Être doux avec ses pieds

Il faut respecter ses pieds en évitant de les traumatiser. On recommande donc de :

  • Porter des chaussures larges mais pas trop grandes, confortables et souples (en toile ou en cuir souple…) et d’éviter les hauts talons (3–4 cm maximum) et les chaussures à bout pointu. Éviter si possible les chaussures ne tenant pas le talon (sandales, tongs…) car elles accentuent les défauts à la marche.
  • Éviter les sports traumatisants (tennis, jogging, randonnées…) sans équipement adapté à la morphologie de son pied.
  • Laver ses pieds quotidiennement au savon et à l’eau et surtout bien les sécher particulièrement entre les orteils pour éviter la macération. En effet l’humidité résiduelle est un facteur de surinfection et de mycose des pieds.
  • Utiliser des chaussettes fines en coton (type fil d’Écosse) et bien adaptées ; éviter les chaussettes synthétiques.
  • Décaper légèrement et avec prudence au moyen d’une pierre ponce humide les callosités naissantes et les cors débutants lors du bain, mais de consulter dès que ceux-ci réapparaissent.
  • Hydrater la peau des pieds avec une crème hydratante après la toilette – sur les talons et la plante, mais pas entre les orteils.
  • Porter des pansements médicaux protecteurs et cicatrisants. Et s’il existe un défaut d’appui lors de la marche ou une anomalie posturale, le port de semelles orthopédiques ou d’orthèses (sortes de petits embouts de mousse permettant de rééquilibrer les positions des orteils notamment) réalisées par un pédicure-podologue.
À privilégier À éviter Pourquoi
Chaussures larges, confortables, souples (toile, cuir souple) Bout pointu, talon supérieur à 4 cm La compression des orteils provoque cors, hallux valgus et ongles incarnés ; les hauts talons concentrent le poids sur l’avant-pied
Chaussures tenant bien le talon Sandales ouvertes et tongs portées quotidiennement L’absence de maintien accentue les défauts à la marche et génère des callosités asymétriques
Matières respirantes (cuir, toile) Chaussures entièrement synthétiques Les matières imperméables augmentent la transpiration et la macération, favorisant mycoses et mauvaises odeurs
Chaussettes fines en coton (fil d’Écosse) Chaussettes synthétiques ou nylon Le synthétique n’absorbe pas la transpiration et aggrave la macération interdigitale
Crème hydratante pour les pieds : laquelle choisir ?
Les crèmes formulées avec de l’urée à 10–20 % sont la référence dermatologique pour les pieds secs et les callosités débutantes. L’urée est un facteur naturel d’hydratation qui, à cette concentration, ramollit doucement la kératine épaissie. On l’applique sur les talons et les zones calleuses – jamais entre les orteils où l’humidité doit être maintenue au minimum.

Soigner les infections

Les pieds sont en contact avec le sol et donc susceptibles de s’infecter. Toute plaie doit être soignée immédiatement pour éviter sa surinfection : nettoyage à l’eau et au savon, antiseptique doux, pansement protecteur.
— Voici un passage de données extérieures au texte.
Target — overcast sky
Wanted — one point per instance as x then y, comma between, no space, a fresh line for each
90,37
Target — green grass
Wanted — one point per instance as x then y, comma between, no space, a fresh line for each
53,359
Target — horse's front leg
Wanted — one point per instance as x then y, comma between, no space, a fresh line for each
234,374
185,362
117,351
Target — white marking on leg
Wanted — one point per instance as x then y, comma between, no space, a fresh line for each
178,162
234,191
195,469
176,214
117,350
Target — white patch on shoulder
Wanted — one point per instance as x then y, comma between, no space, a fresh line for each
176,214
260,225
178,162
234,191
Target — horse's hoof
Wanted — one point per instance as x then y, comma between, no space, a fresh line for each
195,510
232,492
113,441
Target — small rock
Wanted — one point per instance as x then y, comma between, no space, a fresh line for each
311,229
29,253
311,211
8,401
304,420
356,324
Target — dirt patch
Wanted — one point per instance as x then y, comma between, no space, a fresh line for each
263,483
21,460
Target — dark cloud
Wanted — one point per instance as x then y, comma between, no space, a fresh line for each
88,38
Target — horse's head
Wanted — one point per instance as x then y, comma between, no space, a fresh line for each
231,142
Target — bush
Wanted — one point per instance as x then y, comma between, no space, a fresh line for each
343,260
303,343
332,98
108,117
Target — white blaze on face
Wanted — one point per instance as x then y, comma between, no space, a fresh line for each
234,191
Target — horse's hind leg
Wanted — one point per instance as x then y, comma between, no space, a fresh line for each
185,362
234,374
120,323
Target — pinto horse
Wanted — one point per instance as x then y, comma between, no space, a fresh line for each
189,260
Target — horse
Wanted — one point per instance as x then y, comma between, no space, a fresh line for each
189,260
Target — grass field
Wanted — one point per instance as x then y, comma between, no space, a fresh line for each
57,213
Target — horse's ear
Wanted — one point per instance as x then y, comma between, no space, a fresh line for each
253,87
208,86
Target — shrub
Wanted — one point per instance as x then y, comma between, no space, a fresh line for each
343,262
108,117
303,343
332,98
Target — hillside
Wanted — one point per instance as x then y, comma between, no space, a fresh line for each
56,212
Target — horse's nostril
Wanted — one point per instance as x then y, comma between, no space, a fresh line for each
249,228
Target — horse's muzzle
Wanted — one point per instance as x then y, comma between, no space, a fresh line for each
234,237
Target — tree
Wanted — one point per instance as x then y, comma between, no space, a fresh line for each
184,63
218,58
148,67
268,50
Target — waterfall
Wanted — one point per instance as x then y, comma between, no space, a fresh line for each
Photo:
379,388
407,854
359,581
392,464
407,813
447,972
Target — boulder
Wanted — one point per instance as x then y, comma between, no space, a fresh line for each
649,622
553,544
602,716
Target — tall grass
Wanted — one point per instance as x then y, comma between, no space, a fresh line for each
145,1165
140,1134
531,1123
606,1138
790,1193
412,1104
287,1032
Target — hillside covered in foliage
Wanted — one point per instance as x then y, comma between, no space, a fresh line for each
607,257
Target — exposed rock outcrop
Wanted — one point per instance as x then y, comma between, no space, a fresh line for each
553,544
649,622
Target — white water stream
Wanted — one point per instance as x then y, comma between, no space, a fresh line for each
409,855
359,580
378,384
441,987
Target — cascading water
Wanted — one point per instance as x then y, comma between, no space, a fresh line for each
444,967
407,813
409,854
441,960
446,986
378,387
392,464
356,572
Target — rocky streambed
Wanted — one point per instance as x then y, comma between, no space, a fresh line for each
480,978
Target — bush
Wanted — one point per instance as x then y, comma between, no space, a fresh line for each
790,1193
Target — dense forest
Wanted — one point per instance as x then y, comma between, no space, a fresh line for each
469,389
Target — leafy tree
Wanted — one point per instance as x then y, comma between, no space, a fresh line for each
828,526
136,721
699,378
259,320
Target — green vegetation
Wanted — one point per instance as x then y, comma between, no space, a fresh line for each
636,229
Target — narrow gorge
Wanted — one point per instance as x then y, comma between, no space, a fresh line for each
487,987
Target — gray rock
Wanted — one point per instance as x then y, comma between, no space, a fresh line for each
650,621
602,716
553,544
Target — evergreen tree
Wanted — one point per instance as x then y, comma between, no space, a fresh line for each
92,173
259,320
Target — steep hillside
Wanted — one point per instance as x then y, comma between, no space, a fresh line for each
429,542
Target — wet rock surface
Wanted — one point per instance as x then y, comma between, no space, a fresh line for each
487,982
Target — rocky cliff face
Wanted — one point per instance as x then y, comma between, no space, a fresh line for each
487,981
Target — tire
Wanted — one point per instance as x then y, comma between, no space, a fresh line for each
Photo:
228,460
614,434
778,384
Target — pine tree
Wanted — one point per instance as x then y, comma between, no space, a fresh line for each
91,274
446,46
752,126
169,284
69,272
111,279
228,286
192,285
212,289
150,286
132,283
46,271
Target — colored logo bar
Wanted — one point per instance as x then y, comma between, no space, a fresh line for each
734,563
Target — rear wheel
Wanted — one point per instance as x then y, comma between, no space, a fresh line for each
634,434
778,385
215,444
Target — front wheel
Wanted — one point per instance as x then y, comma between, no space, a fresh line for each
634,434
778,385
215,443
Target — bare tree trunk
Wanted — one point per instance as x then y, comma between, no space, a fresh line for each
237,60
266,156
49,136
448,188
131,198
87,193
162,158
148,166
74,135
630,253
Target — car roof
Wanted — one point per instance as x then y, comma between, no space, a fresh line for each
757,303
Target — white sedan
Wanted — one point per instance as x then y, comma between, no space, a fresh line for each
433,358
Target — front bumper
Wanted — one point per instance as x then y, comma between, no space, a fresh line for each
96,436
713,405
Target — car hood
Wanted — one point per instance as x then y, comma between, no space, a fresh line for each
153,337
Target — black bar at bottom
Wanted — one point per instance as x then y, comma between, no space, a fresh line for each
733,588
L’infection la plus fréquente n’est cependant pas bactérienne mais fongique : il faut donc connaître et traiter la mycose des pieds ainsi que la mycose des ongles, qui constitue souvent une source de contamination des pieds. La tinea pedis touche 15 à 25 % de la population générale à un moment ou un autre, et sa présence triple le risque de cellulite bactérienne des membres inférieurs.

Forme clinique Aspect Traitement de référence
Mycose interdigitale (la plus fréquente) Macération blanchâtre, fissures prurigineuses entre les orteils (surtout 4e–5e) Antifongique topique 2 à 4 semaines (terbinafine, clotrimazole)
Mycose hyperkératosique (type mocassin) Desquamation fine diffuse sur la plante – souvent confondue avec peau sèche Antifongique topique 4–6 semaines ou oral si résistance
Mycose vésiculeuse Vésicules tendues prurigineuses sur la voûte plantaire Antifongique oral souvent nécessaire (terbinafine 250 mg/j, 2 semaines)

Limiter la transpiration

Il faut connaître les moyens de lutter contre la transpiration des pieds, source de macération et de mauvaises odeurs. Une transpiration excessive génère un microenvironnement chaud et humide qui favorise directement la prolifération fongique et bactérienne.

Les mesures pratiques de première intention : séchage soigneux après chaque lavage, poudres de talc dans les chaussures, chaussettes absorbantes en coton, alternance des chaussures, et antiperspirant à base de sels d’aluminium le soir sur peau sèche. En cas d’hyperhidrose plantaire sévère résistante, le dermatologue peut proposer une iontophorèse ou des injections de toxine botulique (effets de 6 à 9 mois).

Limiter les frottements pathologiques

Les pieds mal chaussés ou déformés tendent à former des cors et des durillons. Ces épaississements kératosiques sont des réponses mécaniques de protection – la cause est toujours mécanique. Les traiter sans corriger la cause (chaussure inadaptée, déformation osseuse, anomalie posturale) conduit inévitablement à la récidive. Les semelles orthopédiques et orthèses jouent ici un rôle central.

De même, il faut savoir soigner une ampoule : ne pas la percer si elle est intacte, la protéger avec un pansement hydrocolloïde, et n’intervenir qu’en cas de rupture spontanée avec nettoyage antiseptique.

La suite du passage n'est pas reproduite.